Write the crystallographic information file (CIF) representation of a structure.

Parameters

filenamestr, optional

The name of the file to be written. If not provided, the CIF data is printed to stdout.

filedescriptorfiledescriptor, optional

The file descriptor of the file to be written. If not provided, the CIF data is printed to stdout.

descriptionstr, optional

A description of the cif file

Returns

None

Notes

This method prints the CIF representation of a structure, including the space group, cell dimensions, angles, volume, and the fractional coordinates of the atoms. Any lengths are converted to Angstrom, the volumes is give as Angstrom^3 If a filename is provided, the CIF data will be written to that file. Otherwise, it will be printed to standard output. Only one of filename or filedescriptor can be specified

Examples

To print the CIF representation to standard output, simply call the method without arguments:

>>> cell.write_cif()

To write the CIF representation to a file named “example.cif”:

>>> cell.write_cif('example.cif')

atom_labels = []

atomic_masses = []

bonds = []

centres_of_mass = []

element_names = []

fractional_coordinates = []

lattice = [[1.0, 0.0, 0.0], [0.0, 1.0, 0.0], [0.0, 0.0, 1.0]]

molecules = []

nions = 0

total_mass = 0.0

units = 'Angstrom'

xyz_coordinates = []

PDielec.UnitCell.convert_length_units(value, units_in, units_out)
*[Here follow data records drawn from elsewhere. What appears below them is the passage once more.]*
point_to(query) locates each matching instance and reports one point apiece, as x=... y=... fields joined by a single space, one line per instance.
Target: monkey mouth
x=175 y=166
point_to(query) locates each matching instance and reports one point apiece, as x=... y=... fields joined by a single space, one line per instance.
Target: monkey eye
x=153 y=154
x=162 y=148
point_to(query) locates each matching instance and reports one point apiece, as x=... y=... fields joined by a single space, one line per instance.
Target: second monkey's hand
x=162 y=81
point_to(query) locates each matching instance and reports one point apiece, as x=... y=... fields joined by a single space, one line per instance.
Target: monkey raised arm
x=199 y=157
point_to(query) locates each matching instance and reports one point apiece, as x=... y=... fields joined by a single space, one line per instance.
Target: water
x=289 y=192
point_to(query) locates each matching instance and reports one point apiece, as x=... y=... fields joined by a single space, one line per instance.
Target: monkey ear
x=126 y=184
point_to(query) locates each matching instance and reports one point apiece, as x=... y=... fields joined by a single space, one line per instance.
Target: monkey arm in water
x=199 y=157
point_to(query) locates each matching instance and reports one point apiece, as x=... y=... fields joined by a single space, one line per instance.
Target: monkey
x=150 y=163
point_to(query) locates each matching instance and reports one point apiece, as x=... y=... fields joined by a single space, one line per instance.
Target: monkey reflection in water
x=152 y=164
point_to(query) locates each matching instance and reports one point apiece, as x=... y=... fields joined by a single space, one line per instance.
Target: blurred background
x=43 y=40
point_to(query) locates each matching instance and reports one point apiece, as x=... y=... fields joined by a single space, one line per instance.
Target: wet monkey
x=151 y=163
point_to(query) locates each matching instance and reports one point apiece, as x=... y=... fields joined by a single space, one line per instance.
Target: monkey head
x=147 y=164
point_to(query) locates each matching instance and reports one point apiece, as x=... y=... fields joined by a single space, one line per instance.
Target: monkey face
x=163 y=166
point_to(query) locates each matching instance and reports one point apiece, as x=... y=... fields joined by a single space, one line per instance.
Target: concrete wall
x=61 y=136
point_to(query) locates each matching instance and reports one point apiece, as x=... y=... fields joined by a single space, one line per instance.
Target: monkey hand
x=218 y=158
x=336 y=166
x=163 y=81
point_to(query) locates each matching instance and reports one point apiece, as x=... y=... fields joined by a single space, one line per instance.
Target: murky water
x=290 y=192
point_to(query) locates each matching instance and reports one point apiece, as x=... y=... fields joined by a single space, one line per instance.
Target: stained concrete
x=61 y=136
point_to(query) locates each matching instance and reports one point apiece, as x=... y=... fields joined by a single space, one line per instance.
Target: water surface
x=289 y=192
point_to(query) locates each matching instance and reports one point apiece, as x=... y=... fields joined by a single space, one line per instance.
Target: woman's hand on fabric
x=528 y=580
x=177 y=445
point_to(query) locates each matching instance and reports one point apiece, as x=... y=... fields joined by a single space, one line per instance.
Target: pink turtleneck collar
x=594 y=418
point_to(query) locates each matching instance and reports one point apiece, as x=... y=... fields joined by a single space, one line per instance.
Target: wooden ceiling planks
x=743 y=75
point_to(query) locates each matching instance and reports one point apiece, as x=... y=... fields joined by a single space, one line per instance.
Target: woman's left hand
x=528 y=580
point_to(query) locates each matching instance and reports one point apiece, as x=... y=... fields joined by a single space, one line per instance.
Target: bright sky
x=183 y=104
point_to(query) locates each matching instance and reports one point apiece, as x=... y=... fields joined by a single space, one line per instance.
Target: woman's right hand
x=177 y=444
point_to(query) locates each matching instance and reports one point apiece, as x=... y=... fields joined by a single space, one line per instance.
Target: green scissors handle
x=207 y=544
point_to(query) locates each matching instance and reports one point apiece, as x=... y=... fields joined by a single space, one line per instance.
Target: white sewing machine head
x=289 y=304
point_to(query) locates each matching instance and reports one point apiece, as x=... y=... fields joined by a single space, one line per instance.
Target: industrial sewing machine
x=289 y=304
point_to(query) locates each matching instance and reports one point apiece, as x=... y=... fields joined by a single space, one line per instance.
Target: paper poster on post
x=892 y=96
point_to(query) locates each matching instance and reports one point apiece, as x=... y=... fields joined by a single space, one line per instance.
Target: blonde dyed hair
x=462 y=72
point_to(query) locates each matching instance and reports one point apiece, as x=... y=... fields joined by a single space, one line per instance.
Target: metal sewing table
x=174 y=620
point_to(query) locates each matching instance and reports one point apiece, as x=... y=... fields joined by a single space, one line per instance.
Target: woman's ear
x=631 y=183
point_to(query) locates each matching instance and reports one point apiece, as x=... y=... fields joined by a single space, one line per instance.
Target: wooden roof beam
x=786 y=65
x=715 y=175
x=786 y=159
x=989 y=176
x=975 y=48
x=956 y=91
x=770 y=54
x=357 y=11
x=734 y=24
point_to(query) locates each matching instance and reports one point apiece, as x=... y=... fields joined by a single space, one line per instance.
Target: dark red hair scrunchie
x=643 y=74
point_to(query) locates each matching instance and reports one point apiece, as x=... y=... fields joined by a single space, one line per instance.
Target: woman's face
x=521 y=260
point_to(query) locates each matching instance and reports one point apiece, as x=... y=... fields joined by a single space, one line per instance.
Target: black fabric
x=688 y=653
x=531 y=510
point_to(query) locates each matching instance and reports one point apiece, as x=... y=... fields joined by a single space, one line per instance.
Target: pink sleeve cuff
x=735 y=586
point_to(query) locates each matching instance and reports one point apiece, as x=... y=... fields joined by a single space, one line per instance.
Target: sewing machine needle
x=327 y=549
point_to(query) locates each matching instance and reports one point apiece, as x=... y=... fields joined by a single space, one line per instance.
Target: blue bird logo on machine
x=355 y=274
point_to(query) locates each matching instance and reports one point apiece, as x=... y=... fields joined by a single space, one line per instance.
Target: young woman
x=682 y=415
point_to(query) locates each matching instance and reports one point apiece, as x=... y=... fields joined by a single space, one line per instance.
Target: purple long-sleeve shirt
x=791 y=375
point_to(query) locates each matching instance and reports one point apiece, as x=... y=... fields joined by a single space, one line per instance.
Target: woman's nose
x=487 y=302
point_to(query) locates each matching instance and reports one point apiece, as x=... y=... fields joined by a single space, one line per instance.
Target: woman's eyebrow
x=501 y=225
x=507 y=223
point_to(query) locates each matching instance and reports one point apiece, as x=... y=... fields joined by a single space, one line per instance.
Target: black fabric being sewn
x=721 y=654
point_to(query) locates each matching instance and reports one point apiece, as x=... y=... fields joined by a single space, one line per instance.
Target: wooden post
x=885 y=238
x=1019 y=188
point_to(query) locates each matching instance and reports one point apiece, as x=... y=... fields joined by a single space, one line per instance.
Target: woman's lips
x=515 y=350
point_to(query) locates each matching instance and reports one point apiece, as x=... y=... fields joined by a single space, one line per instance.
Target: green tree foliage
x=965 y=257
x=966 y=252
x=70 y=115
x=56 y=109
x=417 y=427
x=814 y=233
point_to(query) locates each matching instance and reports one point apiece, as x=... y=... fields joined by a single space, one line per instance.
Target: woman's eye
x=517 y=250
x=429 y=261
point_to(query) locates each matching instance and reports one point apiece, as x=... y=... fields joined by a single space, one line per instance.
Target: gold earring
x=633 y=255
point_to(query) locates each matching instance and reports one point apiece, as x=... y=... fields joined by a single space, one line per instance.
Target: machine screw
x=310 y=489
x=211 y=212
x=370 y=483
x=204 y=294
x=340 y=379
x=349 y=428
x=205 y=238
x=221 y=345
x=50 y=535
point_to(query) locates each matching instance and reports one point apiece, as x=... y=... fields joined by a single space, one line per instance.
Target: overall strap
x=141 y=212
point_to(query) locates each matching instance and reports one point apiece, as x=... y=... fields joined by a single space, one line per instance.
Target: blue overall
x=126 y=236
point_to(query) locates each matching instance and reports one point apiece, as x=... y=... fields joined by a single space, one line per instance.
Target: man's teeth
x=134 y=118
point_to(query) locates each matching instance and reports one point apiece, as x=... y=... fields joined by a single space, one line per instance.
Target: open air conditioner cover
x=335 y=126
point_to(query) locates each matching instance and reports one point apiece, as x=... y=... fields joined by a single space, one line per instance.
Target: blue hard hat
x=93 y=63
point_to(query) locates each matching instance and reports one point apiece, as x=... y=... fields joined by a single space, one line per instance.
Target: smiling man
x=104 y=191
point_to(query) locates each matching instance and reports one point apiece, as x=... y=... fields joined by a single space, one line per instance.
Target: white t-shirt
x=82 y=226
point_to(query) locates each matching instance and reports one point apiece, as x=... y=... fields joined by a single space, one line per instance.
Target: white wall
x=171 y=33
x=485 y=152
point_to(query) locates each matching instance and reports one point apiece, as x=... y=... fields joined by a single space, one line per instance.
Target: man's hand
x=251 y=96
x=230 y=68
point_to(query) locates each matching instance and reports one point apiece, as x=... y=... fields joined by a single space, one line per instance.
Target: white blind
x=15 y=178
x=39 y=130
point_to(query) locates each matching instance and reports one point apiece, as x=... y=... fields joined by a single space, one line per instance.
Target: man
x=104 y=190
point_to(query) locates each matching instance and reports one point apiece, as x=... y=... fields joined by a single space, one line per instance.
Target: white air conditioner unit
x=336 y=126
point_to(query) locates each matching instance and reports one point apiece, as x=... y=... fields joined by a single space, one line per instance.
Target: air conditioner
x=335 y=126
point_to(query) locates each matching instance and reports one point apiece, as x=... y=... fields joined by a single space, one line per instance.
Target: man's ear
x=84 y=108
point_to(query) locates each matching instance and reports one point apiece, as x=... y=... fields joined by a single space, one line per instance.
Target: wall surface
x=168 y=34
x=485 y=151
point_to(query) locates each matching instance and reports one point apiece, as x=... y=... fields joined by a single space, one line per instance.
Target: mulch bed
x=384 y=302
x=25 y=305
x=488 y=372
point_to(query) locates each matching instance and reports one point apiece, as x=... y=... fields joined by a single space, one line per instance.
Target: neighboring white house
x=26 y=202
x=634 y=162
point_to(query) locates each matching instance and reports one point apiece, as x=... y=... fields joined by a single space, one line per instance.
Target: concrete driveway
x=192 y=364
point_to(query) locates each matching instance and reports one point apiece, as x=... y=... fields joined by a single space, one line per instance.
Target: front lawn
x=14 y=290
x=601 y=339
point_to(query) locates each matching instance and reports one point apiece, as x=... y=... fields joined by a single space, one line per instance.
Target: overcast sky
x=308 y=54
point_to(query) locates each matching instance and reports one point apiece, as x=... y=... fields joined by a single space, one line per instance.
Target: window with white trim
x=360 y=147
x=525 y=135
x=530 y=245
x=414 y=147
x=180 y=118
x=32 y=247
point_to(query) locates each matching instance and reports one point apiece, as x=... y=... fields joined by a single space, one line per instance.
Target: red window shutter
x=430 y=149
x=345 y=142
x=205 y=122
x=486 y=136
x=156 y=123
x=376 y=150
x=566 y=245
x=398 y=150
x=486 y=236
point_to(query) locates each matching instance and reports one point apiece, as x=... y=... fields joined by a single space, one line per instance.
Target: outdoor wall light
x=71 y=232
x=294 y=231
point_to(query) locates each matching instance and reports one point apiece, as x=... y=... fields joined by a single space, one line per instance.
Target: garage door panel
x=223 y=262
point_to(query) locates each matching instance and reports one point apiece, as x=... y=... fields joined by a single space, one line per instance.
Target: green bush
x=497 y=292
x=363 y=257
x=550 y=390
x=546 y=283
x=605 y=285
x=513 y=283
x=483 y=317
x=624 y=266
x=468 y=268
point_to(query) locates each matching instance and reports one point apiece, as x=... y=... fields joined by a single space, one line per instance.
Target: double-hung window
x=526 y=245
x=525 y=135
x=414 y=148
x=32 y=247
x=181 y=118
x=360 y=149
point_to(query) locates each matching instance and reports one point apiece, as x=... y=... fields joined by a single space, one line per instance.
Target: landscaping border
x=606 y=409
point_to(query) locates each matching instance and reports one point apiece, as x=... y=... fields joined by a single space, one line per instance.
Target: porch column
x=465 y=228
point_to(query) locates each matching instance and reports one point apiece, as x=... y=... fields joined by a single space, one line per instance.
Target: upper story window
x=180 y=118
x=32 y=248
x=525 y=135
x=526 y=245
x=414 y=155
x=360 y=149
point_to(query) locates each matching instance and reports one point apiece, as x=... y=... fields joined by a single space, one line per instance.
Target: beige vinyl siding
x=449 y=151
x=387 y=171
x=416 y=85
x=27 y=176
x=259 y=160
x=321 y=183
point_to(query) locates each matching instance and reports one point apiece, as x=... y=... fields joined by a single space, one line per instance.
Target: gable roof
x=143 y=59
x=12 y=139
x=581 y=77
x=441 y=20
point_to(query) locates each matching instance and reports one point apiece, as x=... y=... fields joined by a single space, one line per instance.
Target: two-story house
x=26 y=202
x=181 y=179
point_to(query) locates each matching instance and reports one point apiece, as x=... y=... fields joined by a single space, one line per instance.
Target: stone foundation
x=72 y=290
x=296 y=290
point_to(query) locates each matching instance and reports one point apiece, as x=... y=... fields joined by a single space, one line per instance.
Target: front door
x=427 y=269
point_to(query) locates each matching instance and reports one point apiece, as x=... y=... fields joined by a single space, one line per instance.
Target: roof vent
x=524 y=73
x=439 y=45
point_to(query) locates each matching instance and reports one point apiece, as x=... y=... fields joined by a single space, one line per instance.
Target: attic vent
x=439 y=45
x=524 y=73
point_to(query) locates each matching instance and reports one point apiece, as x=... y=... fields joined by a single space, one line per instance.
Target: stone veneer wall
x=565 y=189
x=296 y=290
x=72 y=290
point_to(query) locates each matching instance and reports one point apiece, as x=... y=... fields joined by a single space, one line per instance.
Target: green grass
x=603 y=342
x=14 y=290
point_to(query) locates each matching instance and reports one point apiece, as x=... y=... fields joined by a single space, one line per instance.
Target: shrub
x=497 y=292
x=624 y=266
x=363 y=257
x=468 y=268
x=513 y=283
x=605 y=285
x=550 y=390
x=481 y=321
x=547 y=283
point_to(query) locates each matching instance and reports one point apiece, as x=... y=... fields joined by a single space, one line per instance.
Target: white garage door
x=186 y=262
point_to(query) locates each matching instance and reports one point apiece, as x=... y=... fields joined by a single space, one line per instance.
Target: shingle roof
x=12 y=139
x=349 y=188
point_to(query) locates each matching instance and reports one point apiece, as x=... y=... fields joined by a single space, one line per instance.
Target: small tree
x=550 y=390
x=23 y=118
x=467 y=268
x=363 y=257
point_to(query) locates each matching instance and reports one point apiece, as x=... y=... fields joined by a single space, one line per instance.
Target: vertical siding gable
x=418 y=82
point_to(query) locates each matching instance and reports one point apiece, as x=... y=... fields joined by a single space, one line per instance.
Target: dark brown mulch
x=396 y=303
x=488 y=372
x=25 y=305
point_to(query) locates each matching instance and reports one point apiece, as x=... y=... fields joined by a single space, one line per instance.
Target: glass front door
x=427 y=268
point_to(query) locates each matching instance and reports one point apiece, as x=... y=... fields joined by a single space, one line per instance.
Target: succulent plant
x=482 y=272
“Convert between different length units.

The ‘internal’ unit is taken to be the Angstrom so units are relative to the Angstrom The unit strings are made lowercase, so case should be irrelevant

Parameters

valuefloat or list of floats or a numpy array

The value(s) for which the conversion is to be made.

units_instr

The units of the input value(s). Can be one of ‘

units_outstr

The units of the output value(s). Must be one of ‘a.u. au bohr ang angs angstrom nm um mm cm m’

Returns

scalar or numpy array

The converted value(s) in the output units specified.

Notes

The input can be either a scalar value, a list or a numpy array of values. The function will return the converted value(s) in the output units specified.